The first stop for a couple of days is also the first time my path will cross with Annie Brassey’s. All the information in the hotel brochure details statistics about transport and architecture. Apparently the ‘capital of trams’, there are a lot here, it has a Guinness World Record of 600 kilometres of tramway. My preferred transport is on foot (exhausting after a few days) or by metro, the stations of which are a wonder in themselves, several are particular tourist attractions for their decoration and grandeur. The metros are apparently the deepest in the world, of up to 70-80 metres, initially a slightly daunting prospect at the top of the escalator. It is also a city of rivers and waterways, rivalling Venice and Birmingham with 217.5 kilometres of canals. Only the canals would have existed when Annie visited on her ‘Flight of the Meteor’ in 1866. St Petersburg is however mostly known for the grandeur and scale of its palaces, cathedrals and churches. It is not good enough merely to paint the building a vibrant colour, it is mostly then adorned with reliefs and statues, often then painted gold. An awesome skyline, it aids navigation around the busy city to spot a golden turret here or a heavily decorated roof there.

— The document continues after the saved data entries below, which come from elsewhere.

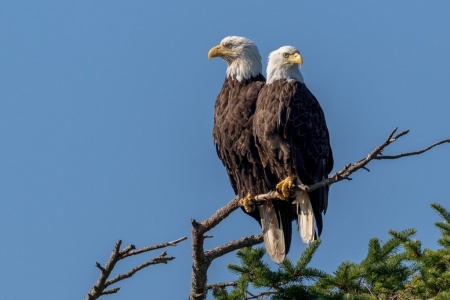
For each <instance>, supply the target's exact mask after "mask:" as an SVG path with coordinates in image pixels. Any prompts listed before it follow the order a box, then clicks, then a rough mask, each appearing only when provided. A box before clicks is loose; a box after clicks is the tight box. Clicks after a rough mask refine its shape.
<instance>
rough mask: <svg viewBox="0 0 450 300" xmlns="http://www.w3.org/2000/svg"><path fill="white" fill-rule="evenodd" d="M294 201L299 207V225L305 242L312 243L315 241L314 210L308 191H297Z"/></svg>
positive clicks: (305, 242)
mask: <svg viewBox="0 0 450 300" xmlns="http://www.w3.org/2000/svg"><path fill="white" fill-rule="evenodd" d="M292 203H294V204H296V207H297V216H298V227H299V231H300V236H301V238H302V240H303V242H305V243H310V242H312V241H314V239H315V235H314V212H313V209H312V205H311V200H310V199H309V196H308V193H306V192H304V191H297V192H296V194H295V200H294V201H293V202H292Z"/></svg>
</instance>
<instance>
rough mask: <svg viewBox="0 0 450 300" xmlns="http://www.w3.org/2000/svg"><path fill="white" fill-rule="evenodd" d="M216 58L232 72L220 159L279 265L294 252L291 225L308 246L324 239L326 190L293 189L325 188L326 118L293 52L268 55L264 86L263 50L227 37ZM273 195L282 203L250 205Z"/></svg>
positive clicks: (218, 116)
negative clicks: (307, 188)
mask: <svg viewBox="0 0 450 300" xmlns="http://www.w3.org/2000/svg"><path fill="white" fill-rule="evenodd" d="M213 57H221V58H223V59H224V60H225V61H226V62H227V64H228V67H227V72H226V78H225V82H224V84H223V86H222V90H221V91H220V93H219V95H218V96H217V99H216V103H215V113H214V129H213V137H214V142H215V145H216V149H217V154H218V156H219V158H220V159H221V160H222V162H223V164H224V166H225V168H226V170H227V173H228V176H229V178H230V182H231V185H232V186H233V189H234V191H235V193H236V194H237V195H238V197H239V198H240V204H241V206H242V208H243V210H244V211H245V212H246V213H247V214H249V215H251V216H252V217H253V218H255V219H256V220H257V221H258V223H259V224H260V225H261V228H262V231H263V235H264V242H265V245H266V249H267V253H268V254H269V256H270V258H271V259H272V260H273V261H275V262H277V263H281V262H282V261H283V260H284V258H285V257H286V254H287V253H288V251H289V248H290V245H291V236H292V221H293V220H294V219H297V221H298V227H299V231H300V236H301V238H302V240H303V241H304V242H306V243H308V242H311V241H313V240H314V239H316V238H317V235H320V233H321V232H322V227H323V222H322V213H325V211H326V209H327V203H328V187H324V188H320V189H317V190H314V191H312V192H309V193H306V192H303V191H298V190H295V189H293V188H292V186H293V185H296V184H299V183H303V184H307V185H310V184H313V183H316V182H319V181H322V180H323V179H325V178H327V177H328V174H329V173H330V171H331V169H332V168H333V155H332V151H331V146H330V139H329V134H328V129H327V125H326V122H325V116H324V113H323V111H322V108H321V107H320V105H319V102H318V101H317V100H316V98H315V97H314V95H313V94H312V93H311V92H310V91H309V90H308V88H307V87H306V85H305V84H304V82H303V77H302V74H301V73H300V69H299V65H302V63H303V61H302V57H301V55H300V53H299V51H298V50H297V49H296V48H294V47H291V46H284V47H281V48H280V49H278V50H276V51H273V52H272V53H270V55H269V60H268V65H267V79H265V78H264V76H263V75H262V64H261V56H260V54H259V51H258V48H257V47H256V45H255V44H254V43H253V42H252V41H250V40H249V39H246V38H243V37H238V36H230V37H226V38H224V39H223V40H222V41H221V42H220V44H219V45H218V46H215V47H213V48H211V50H210V51H209V53H208V58H209V59H211V58H213ZM273 190H276V193H277V200H272V201H262V202H260V203H256V202H255V201H252V200H253V199H254V197H255V196H256V195H259V194H264V193H268V192H269V191H273ZM314 220H315V223H316V224H315V225H314ZM315 226H316V228H317V234H316V230H315Z"/></svg>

The Church on Spilled Blood

The Church on Spilled Blood (The Church of our Saviour)

Time was spent today, however, escaping the bustle of Nevsky Prospekt, and taking in the tranquility of the Botanical Gardens. While I have as yet been unable to read Annie’s account of her time here, I felt there was a pretty good chance that she would have visited the gardens. ‘The Flight of the Meteor’ was only published privately and unlike her latter blockbusters, has not yet seen a reprint. The Botanical Gardens have been here since 1823, so they existed at the time of her visit, and therefore stand a good chance of her having visited them. Although there probably wasn’t a Burlesque bar opposite then.

Joining a guided tour I hoped to learn more about the history to be able to compare notes with 1866. After a pleasant hour of being spoken to in Russian I learned little but did enjoy access to the temperate greenhouses. The luscious greenery of the inside contrasted starkly with the lacklustre outside. It seems to be undergoing a transitional time, appropriately in October, but buildings have been poorly maintained while new ones are under construction. The museum was also closed which was a shame, I shall have to find out more the old fashioned way, through google.